Multi-scale network architecture

Document Image Binarization with Fully Convolutional Neural Networks


Binarization of degraded historical manuscript images is an important pre-processing step for many document processing tasks. We formulate binarization as a pixel classification learning task and apply a novel Fully Convolutional Network (FCN) architecture that operates at multiple image scales, including full resolution. The FCN is trained to optimize a continuous version of the Pseudo F-measure metric and an ensemble of FCNs outperform the competition winners on 4 of 7 DIBCO competitions. This same binarization technique can also be applied to different domains such as Palm Leaf Manuscripts with good performance. We analyze the performance of the proposed model w.r.t. the architectural hyperparameters, size and diversity of training data, and the input features chosen.

International Conference on Document Analysis and Recognition (ICDAR), IEEE.

I submitted this binarization algorithm to the 2017 Document Image Binarization Contest (DIBCO 2017) and have made the code and model files for evaluating the network available on github. This repo has two versions. One uses a densely connected CRF for post-processing, which improves results a little bit. The other version uses only the network output.

The exact models used in this paper are available in a separate repo and have an associated docker image. These include both models trained on DIBCO 2009-2014 and on the Palm Leaf Manuscripts. The models I submitted to DIBCO 2017 were trained on DIBCO 2009-2016.
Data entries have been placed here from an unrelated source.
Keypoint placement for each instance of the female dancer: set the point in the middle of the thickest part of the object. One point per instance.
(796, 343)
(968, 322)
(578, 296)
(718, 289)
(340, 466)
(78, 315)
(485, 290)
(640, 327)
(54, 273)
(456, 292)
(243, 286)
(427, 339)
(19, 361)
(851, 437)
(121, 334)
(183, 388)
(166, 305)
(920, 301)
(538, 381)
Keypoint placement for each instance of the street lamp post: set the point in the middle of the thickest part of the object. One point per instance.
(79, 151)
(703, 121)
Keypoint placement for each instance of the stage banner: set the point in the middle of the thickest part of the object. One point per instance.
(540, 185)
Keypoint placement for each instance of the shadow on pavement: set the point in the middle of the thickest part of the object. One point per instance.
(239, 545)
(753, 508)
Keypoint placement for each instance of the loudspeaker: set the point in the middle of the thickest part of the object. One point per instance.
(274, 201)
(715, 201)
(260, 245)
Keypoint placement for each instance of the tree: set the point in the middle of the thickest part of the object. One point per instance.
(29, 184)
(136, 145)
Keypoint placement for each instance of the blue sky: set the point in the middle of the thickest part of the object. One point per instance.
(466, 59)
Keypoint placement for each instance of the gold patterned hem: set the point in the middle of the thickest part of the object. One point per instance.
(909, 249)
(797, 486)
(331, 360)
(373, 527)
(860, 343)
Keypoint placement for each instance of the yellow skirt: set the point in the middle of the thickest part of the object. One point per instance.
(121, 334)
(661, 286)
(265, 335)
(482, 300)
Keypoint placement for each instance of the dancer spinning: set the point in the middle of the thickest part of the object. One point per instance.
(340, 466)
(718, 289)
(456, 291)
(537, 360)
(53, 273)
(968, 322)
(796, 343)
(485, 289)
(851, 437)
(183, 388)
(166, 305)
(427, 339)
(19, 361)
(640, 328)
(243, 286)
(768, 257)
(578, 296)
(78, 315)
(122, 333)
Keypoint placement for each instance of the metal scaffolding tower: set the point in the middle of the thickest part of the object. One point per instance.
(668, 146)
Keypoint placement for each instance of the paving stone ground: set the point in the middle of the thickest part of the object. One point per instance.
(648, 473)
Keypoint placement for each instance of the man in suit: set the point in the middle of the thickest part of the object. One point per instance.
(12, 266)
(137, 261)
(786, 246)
An earlier version of this algorithm placed first in the binarization task of the 2016 Competition on the Analysis of Handwritten Text in Images of Balinese Palm Leaf Manuscripts.

For training the network, I used my fork of the popular deep learning library Caffe. In my fork, you can find my implementation of the loss function presented in this paper in /src/caffe/layers/weighted_fmeasure_loss_layer.cpp (.cu GPU implementation too).